Blue Dog’u önemli kılan birkaç unsur var. Dick Dale’in ilk filmi olmasının yanısıra, bir anlamda Trasharama A-Go-Go film festivalini başlatmış ve Avustralya’da trash sinema yapmak isteyen hevesli (her yaştan) gençlere bir mecra açmış bir film olması… Ayrıca Dick Dale’in sinemasının nasıl bir yol izleyeceğini de bu filmde görüyoruz. Zombilere, uzaylılara, punklara ve Avustralya kültürünün ikonik kimi öğelerine – rugby topları, döner çamaşır askıları, barbeküler ve çim biçme makineleri; aborjinler, koalalar ve diğerleri – Dick Dale’in müteakip filmlerinde de rastlıyoruz.
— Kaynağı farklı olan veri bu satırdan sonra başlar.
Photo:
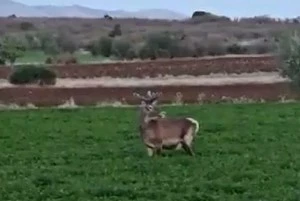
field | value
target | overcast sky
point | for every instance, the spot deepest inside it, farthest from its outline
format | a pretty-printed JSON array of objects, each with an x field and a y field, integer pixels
[{"x": 231, "y": 8}]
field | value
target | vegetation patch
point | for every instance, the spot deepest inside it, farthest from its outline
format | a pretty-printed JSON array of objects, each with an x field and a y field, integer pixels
[
  {"x": 251, "y": 152},
  {"x": 32, "y": 75}
]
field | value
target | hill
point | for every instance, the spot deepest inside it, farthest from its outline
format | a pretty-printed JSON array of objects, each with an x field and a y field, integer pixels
[{"x": 10, "y": 7}]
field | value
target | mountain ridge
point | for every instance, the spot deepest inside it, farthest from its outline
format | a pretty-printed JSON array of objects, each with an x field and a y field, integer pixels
[{"x": 10, "y": 7}]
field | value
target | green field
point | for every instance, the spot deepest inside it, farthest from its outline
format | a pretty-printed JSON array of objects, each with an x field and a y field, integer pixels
[{"x": 243, "y": 152}]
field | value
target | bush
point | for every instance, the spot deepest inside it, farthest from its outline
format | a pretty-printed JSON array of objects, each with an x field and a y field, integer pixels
[
  {"x": 131, "y": 54},
  {"x": 146, "y": 52},
  {"x": 103, "y": 47},
  {"x": 66, "y": 59},
  {"x": 215, "y": 49},
  {"x": 49, "y": 60},
  {"x": 116, "y": 31},
  {"x": 160, "y": 45},
  {"x": 66, "y": 43},
  {"x": 11, "y": 48},
  {"x": 25, "y": 26},
  {"x": 33, "y": 75},
  {"x": 236, "y": 49},
  {"x": 289, "y": 57}
]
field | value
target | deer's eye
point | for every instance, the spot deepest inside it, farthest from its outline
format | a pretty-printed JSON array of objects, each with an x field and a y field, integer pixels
[{"x": 149, "y": 107}]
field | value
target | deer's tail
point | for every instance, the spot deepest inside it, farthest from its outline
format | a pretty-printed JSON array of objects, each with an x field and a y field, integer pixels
[{"x": 195, "y": 122}]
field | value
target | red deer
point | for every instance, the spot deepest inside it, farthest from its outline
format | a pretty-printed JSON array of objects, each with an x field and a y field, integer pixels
[{"x": 160, "y": 132}]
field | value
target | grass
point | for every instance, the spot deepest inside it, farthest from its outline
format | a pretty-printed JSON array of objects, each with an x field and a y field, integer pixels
[
  {"x": 40, "y": 57},
  {"x": 243, "y": 152}
]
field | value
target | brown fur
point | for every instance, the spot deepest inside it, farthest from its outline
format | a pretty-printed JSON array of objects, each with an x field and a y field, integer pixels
[{"x": 160, "y": 133}]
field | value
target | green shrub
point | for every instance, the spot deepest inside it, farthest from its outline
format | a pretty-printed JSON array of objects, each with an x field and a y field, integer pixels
[
  {"x": 289, "y": 57},
  {"x": 25, "y": 26},
  {"x": 215, "y": 48},
  {"x": 131, "y": 54},
  {"x": 66, "y": 43},
  {"x": 120, "y": 48},
  {"x": 146, "y": 52},
  {"x": 102, "y": 46},
  {"x": 116, "y": 31},
  {"x": 33, "y": 75},
  {"x": 11, "y": 48},
  {"x": 236, "y": 49}
]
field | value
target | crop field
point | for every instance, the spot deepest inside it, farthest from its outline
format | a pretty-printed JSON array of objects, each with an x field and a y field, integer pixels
[{"x": 243, "y": 152}]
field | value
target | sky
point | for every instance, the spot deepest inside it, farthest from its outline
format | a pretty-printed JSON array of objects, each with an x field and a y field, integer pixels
[{"x": 230, "y": 8}]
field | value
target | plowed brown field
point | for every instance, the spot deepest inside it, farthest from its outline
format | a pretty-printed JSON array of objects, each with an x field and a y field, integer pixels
[
  {"x": 175, "y": 67},
  {"x": 51, "y": 96}
]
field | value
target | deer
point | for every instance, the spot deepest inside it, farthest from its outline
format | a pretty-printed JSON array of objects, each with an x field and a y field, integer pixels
[{"x": 159, "y": 131}]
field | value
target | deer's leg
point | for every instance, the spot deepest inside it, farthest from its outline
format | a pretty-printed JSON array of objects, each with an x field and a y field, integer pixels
[
  {"x": 187, "y": 148},
  {"x": 159, "y": 149},
  {"x": 150, "y": 151},
  {"x": 187, "y": 141}
]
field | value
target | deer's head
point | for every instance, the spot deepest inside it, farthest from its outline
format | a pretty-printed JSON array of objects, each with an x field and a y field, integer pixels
[{"x": 148, "y": 102}]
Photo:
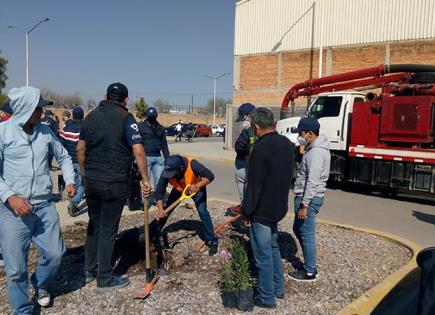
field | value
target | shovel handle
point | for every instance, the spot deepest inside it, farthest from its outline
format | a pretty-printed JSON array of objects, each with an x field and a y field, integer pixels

Gece sona ererken Dick herkese, gidip kendi filmlerini yapmalarını salık veriyor. Mütevazi bir şekilde “ben bu işi yapan insanlardan sadece birisiyim, benim gibi pek çok kişi var, ama ben çok konuştuğum için daha çok göze batıyorum. Size önerim sizin de aynısını yapmanız” diyor. Dick ve Jay’le vedalaşıp çıkışa doğru yürüyoruz. Dick arkamdan sesleniyor:
“Türk Star Wars ve Türk Exorcist harikalar, dostum!”***
* İlk gelişimizin komik bir hikayesi var. Annandale’in yerel publarından, izbe dövmeci dükkanlarının arka odalarından, ıssız birtakım sokaklara çıkarak ulaşıyoruz Mu Meson arşivlerine… İlk başta kapıyı açan olmuyor. Beş dakika kadar sonra, siyahlar içinde bir kadın – Miss Death – kapıda görünüyor, saatine bakıyor. “Eh vakit gelmiş neredeyse” diyerek bizi içeri alıyor.
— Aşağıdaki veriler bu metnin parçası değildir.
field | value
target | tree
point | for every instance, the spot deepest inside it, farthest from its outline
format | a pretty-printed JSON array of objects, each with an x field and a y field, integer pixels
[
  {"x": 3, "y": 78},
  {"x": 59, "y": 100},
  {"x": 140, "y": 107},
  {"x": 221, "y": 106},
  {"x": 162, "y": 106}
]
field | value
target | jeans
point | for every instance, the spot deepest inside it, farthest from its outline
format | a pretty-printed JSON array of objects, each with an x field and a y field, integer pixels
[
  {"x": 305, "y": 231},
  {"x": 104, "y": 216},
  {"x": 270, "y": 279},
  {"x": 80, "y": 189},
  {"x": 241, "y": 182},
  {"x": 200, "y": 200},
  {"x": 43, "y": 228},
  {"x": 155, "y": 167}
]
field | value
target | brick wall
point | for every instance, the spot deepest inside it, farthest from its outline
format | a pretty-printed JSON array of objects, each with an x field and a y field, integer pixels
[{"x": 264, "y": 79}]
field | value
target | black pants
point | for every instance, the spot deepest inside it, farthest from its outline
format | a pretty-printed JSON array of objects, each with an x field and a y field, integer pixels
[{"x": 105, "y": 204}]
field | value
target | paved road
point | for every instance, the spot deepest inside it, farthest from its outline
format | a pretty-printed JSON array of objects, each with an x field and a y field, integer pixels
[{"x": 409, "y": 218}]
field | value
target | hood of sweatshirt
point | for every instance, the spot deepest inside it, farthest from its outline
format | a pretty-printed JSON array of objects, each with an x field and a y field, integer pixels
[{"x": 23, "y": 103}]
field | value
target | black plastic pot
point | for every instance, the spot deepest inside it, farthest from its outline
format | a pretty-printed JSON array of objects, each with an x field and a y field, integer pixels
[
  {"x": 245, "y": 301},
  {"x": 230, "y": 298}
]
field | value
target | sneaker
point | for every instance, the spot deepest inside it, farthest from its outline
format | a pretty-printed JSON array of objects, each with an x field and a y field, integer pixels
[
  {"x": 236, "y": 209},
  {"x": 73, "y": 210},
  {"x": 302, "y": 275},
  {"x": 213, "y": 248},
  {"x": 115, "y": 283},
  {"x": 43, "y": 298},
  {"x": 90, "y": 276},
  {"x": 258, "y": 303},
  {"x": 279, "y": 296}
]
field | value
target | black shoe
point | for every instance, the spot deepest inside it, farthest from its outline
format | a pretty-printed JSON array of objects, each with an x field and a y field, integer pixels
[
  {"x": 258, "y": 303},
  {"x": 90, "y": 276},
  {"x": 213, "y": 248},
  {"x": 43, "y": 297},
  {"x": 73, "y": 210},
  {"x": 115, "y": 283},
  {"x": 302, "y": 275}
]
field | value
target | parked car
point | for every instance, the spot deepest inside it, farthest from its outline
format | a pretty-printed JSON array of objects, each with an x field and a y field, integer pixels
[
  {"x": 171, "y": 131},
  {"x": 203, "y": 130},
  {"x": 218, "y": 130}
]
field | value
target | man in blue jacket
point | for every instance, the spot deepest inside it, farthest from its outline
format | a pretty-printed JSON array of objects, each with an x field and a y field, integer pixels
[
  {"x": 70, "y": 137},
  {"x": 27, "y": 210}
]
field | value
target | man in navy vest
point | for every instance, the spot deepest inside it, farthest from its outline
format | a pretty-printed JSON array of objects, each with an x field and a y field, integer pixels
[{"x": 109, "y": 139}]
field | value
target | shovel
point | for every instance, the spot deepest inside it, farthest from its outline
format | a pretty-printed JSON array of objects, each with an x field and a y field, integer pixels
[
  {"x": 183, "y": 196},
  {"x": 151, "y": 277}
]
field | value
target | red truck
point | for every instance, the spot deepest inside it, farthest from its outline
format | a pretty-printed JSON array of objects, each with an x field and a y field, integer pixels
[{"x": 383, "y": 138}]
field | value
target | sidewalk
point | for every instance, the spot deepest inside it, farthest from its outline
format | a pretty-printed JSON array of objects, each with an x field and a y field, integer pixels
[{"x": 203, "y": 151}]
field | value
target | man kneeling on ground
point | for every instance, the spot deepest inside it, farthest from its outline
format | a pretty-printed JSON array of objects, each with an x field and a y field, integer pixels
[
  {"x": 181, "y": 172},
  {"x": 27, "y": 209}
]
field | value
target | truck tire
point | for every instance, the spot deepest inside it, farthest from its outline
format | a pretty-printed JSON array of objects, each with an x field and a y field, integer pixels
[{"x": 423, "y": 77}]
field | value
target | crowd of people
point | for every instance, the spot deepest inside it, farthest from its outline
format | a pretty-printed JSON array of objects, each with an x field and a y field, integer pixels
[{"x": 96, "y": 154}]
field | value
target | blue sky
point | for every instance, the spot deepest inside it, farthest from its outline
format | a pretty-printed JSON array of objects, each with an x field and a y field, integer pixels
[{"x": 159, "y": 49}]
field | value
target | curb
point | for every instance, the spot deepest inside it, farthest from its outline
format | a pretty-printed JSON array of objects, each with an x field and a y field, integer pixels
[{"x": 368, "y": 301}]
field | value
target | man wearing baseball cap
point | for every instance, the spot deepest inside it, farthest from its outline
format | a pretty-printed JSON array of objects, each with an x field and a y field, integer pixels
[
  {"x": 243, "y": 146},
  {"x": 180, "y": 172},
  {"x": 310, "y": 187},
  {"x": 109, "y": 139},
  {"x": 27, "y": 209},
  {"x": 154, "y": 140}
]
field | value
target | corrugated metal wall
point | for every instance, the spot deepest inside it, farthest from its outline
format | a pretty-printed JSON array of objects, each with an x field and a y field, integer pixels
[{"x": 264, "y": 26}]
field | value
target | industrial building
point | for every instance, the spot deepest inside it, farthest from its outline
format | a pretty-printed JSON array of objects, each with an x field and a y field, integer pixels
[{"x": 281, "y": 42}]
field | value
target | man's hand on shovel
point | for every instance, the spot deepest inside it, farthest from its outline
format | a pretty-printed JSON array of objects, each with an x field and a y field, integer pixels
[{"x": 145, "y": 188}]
** Geçtiğimiz aylarda gerçekleşen The Last Disco in North Korea partisinde, örneğin Kuzey Kore’nin lideri Kim Jong Il’in yaptığı Marxist dev canavar filmi Pulgasari’nin ve çeşitli propaganda filmlerinin gösteriminin yanısıra, DJ Fat Boy Kim’in müzikleriyle dans etmek ve Kore usulü barbekünün tadına bakmak mümkündü.
*** Trasharama A-Go-Go’ya BU adresten ulaşabilirsiniz. Dick Dale’in kimi filmlerini youtube’da Digital Retribution (Avustalya’nın ‘Öteki Sinema’ sitesi) kanalında izleyebilirsiniz. Yowie’yi izlemek için BURAYA, Pelican Boy için BURAYA tıklayın.
Sevgili Can Yalcinkaya,
gercekten son zamanlarda okudugum en lokum ve en tadindan yenilmez bir yazi.
keyiften… aldigim zevkten agzimdan su damaladi yemin ederim.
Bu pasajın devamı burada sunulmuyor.